You can use this rule of thumb though. Take the number of bytes you expect it to be, and round up to the next multiple of four. That's usually a pretty good guess, but it's only a guess. No promises.
You should never ever require the size of it (one exception I can think of,) because programmatically, you will use sizeof() and things like array indexing and offsets are calculated automatically (and at compile time of course)
Yes if I need to know this programmatically then sizeof is okay.
but if this qus is asked me in some written exam ?. actually the main posted qus is taken from some interview qus series.
The correct answer on a written exam would be to state that the struct size is dependent on compiler choice and compile options. If you wish you can state one possible size by rounding every field's size up to the nearest multiple of 4 and then adding, but be clear that's just a possibility, not a certain size.
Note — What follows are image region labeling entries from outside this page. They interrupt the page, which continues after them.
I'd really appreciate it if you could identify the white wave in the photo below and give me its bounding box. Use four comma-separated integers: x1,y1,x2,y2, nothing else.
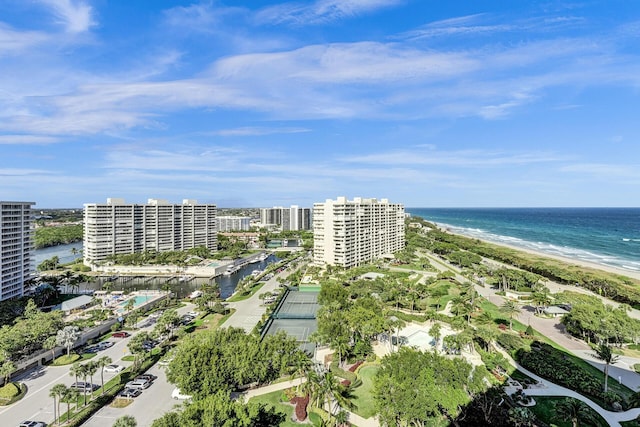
438,224,640,271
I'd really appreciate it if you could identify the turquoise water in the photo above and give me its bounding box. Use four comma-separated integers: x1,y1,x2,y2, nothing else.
406,208,640,271
118,295,149,308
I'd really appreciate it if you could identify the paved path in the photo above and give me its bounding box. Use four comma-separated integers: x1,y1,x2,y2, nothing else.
500,351,640,427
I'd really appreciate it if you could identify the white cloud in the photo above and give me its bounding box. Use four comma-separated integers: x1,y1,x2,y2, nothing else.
37,0,95,33
209,127,311,136
0,135,60,145
0,22,50,56
256,0,403,25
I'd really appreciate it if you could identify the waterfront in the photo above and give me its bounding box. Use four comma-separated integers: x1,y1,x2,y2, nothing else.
33,242,82,267
83,254,280,299
406,208,640,273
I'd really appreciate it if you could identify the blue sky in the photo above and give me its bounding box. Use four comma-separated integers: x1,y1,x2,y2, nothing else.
0,0,640,208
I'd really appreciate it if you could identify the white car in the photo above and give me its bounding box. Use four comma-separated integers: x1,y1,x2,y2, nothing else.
171,387,191,400
104,365,124,374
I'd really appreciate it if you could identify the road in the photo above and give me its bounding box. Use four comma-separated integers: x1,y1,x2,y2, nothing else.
0,338,130,426
422,253,640,390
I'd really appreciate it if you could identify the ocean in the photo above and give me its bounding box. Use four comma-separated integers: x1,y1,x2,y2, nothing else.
406,208,640,272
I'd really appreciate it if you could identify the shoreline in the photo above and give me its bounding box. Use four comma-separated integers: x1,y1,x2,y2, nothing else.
437,224,640,281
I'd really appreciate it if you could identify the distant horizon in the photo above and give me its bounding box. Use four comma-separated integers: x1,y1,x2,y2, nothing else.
0,0,640,207
32,205,640,211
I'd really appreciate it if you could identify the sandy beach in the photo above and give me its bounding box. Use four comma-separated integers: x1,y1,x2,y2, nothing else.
440,227,640,281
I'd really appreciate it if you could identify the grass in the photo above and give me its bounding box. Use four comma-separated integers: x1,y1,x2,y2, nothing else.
529,396,609,427
353,365,380,418
249,390,300,427
225,282,266,302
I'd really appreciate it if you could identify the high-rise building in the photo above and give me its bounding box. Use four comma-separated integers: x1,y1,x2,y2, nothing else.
260,205,312,230
217,216,251,233
83,198,218,265
313,197,405,268
0,201,35,301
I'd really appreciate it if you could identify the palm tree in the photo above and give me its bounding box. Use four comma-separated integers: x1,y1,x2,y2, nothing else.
42,335,58,361
429,322,442,353
593,343,620,393
60,387,79,421
96,356,113,395
85,360,102,400
553,397,596,427
0,360,16,384
78,365,89,406
49,384,67,424
500,300,522,330
69,362,83,382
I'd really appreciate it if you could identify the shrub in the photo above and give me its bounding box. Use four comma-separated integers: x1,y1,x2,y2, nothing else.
0,383,20,400
496,333,529,354
291,395,309,421
349,360,364,372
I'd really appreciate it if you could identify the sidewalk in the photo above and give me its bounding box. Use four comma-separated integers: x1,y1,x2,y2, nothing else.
500,350,640,427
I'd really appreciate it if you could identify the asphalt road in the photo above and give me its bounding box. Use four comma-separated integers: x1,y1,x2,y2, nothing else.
0,338,130,427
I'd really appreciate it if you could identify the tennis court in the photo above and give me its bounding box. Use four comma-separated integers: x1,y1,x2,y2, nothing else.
273,292,320,319
267,319,318,343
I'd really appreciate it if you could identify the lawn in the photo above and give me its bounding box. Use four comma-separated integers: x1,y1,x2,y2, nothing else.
353,365,380,418
529,396,609,427
249,390,301,427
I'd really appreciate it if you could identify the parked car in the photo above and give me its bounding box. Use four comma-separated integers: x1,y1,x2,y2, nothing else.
171,388,191,400
18,421,47,427
118,388,142,399
124,379,151,390
104,365,124,373
69,381,100,391
134,374,158,382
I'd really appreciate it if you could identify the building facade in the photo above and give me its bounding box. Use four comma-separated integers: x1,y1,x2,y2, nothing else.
313,197,405,268
260,205,313,231
83,199,218,265
0,201,35,301
217,216,251,233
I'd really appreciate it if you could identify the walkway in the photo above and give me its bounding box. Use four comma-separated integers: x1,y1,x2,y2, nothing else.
499,350,640,427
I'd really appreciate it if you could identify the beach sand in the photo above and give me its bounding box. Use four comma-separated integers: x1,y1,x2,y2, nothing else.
441,228,640,281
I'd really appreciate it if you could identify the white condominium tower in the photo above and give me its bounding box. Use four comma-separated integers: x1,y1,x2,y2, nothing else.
0,201,35,301
260,205,311,230
217,216,251,233
313,197,405,268
83,198,218,265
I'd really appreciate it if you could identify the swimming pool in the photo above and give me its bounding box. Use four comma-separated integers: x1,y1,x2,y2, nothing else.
118,295,149,313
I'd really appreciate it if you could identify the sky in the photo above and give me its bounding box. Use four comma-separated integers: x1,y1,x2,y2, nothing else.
0,0,640,208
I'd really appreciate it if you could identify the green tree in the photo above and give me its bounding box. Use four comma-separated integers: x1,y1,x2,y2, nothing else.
56,325,82,356
554,397,596,427
49,384,67,425
42,335,58,360
429,322,442,351
113,415,138,427
60,387,80,419
0,360,16,384
96,356,113,394
593,343,620,393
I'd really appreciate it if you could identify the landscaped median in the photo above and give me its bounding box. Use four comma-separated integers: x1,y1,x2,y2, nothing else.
55,352,164,427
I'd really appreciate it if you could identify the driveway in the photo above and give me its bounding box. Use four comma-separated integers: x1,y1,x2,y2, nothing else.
83,365,182,427
0,338,130,426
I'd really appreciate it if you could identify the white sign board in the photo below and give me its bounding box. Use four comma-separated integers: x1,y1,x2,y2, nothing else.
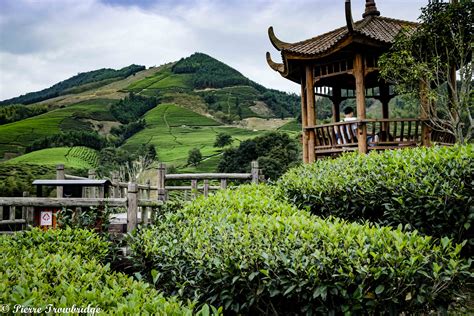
40,211,53,226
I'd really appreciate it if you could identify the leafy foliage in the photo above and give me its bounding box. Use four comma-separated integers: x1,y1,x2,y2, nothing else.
218,132,299,179
278,145,474,252
0,229,217,315
26,131,107,152
0,65,145,105
130,185,469,315
110,93,158,124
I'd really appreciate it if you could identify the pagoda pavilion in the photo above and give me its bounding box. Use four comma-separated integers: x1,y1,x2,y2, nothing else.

If the question asks about pragma pack, then you can specify an exact size by using the alignment rules laid out here:
http://msdn.microsoft.com/en-us/libr...8VS.80%29.aspx
I don't think this is correct.
Should be 4 bytes on most platforms (is on OSX with GCC.) You actually want to add them all up first, then round. Not sure if you just mistyped or not, but thought I would clear it up for the OP. But again, this is a guess at the size.Code:struct foo {
short i;
short j;
};
I imagine when getting into unions or bit fields the rules start getting really weird.